Long-Term Exploration in Unknown Dynamic Environments

University essay from KTH/Skolan för elektroteknik och datavetenskap (EECS)

Author: Rodrigue Bonnevie; [2020]

Keywords: ;

Abstract: In order for autonomous robots to perform tasks and safely navigate environments they need to have a reliable and detailed map. These maps are generally created by the robot itself since maps with the required level of detail rarely exist beforehand. In order to create that map the robot has to explore an unknown environment. Such activity is referred to as autonomous exploration within the field of robotics. Most research done in autonomous exploration assumes a static environment. Since most environments in the real world often changes over time an exploration algorithm that is able to re-explore areas where changes may occur is of interest for autonomous long term missions. This thesis presents a method to predict where changes may occur in the environment using Markov chains and an occupancy grid map.

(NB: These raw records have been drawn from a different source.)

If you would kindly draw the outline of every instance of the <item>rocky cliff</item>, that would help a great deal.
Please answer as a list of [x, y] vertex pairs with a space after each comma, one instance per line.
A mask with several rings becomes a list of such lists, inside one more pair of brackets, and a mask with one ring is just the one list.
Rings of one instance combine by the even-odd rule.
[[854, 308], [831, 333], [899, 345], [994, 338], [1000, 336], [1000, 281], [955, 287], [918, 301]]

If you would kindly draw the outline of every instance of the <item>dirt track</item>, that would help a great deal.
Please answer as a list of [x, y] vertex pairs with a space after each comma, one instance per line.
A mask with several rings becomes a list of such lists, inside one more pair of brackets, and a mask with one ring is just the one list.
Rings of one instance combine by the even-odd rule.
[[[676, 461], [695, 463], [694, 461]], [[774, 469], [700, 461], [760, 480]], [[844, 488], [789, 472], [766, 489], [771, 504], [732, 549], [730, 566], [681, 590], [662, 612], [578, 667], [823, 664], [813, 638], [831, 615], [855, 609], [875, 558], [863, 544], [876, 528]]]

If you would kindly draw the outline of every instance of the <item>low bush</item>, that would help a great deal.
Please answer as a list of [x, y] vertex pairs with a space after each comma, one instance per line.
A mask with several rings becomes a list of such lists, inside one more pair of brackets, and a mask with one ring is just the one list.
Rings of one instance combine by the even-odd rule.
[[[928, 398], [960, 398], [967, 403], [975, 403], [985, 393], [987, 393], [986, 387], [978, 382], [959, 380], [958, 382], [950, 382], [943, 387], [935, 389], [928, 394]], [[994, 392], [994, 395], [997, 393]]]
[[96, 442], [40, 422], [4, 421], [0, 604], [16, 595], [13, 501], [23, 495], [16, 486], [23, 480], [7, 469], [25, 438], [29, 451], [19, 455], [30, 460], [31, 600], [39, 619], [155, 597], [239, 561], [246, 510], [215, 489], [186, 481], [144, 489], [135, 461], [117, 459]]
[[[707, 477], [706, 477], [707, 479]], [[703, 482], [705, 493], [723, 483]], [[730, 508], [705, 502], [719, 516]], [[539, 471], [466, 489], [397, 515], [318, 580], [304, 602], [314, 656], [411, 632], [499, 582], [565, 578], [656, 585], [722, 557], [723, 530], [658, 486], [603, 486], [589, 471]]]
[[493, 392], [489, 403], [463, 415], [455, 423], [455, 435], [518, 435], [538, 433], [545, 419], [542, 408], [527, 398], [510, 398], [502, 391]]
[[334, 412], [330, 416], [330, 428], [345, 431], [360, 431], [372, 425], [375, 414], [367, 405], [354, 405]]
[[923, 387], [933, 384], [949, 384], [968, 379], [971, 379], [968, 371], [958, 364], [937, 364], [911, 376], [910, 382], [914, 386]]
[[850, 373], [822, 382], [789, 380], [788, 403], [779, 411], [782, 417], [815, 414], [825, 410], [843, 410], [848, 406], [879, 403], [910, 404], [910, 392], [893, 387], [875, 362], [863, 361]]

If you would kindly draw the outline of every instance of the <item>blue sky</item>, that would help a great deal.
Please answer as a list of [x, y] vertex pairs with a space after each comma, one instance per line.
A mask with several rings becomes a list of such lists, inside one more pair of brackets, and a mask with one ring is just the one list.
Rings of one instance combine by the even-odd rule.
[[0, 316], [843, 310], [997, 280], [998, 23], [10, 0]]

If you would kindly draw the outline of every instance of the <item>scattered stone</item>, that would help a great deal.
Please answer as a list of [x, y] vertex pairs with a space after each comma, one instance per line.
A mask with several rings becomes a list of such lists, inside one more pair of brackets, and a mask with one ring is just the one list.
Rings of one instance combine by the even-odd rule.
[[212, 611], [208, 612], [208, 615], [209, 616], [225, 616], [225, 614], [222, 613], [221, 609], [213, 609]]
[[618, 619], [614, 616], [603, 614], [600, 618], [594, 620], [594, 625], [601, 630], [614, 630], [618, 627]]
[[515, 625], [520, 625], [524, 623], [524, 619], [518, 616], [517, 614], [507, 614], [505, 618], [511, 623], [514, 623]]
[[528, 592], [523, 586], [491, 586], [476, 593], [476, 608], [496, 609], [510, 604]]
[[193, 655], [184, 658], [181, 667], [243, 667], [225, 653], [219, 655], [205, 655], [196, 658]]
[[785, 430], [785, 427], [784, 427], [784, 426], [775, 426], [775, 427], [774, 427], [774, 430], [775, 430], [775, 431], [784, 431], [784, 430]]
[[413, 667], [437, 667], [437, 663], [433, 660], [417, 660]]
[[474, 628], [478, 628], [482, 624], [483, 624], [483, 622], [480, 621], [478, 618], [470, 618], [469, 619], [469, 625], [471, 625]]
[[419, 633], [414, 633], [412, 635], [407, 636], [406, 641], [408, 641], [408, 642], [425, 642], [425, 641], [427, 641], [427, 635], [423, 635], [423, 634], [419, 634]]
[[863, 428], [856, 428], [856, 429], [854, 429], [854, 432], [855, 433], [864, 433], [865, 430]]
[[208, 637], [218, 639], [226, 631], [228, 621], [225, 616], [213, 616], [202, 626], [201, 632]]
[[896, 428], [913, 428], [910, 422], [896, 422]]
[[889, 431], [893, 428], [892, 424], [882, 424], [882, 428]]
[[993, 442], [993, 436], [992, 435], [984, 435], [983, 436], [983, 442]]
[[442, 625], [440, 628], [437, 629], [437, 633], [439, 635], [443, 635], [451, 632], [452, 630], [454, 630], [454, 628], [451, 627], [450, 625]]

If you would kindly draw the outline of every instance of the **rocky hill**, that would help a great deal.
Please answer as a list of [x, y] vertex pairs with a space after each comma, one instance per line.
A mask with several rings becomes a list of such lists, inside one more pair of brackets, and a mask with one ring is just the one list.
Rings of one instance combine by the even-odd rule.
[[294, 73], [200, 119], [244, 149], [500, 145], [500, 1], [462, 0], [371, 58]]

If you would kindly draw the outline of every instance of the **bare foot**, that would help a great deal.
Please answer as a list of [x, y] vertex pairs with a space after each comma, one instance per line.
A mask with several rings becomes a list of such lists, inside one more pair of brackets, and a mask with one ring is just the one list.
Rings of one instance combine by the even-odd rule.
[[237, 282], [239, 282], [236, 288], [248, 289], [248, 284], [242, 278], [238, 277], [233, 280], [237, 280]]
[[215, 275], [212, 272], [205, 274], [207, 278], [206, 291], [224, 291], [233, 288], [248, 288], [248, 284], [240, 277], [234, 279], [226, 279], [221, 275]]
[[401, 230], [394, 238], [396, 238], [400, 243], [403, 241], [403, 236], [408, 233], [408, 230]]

An exploration algorithm is also developed with the aim of keeping an updated map of a changing environment. The exploration algorithm is based on a static exploration algorithm that uses RRT? to sample poses and evaluates these poses based on the length of the path to get there and the information gain at and on the path to the sampled pose. An evaluation of both the mapping and exploration is made respectively. The mapping is evaluated on its ability of suppressing noisy measurements whilst being able to accurately model the dynamics of the map. The exploration algorithm is evaluated in three different environments of increasing complexity. Its ability to seek out areas susceptible of change whilst providing data for the mapping is evaluated in each environment. The results show both a mapping and exploration algorithm who works well but are noise sensitive.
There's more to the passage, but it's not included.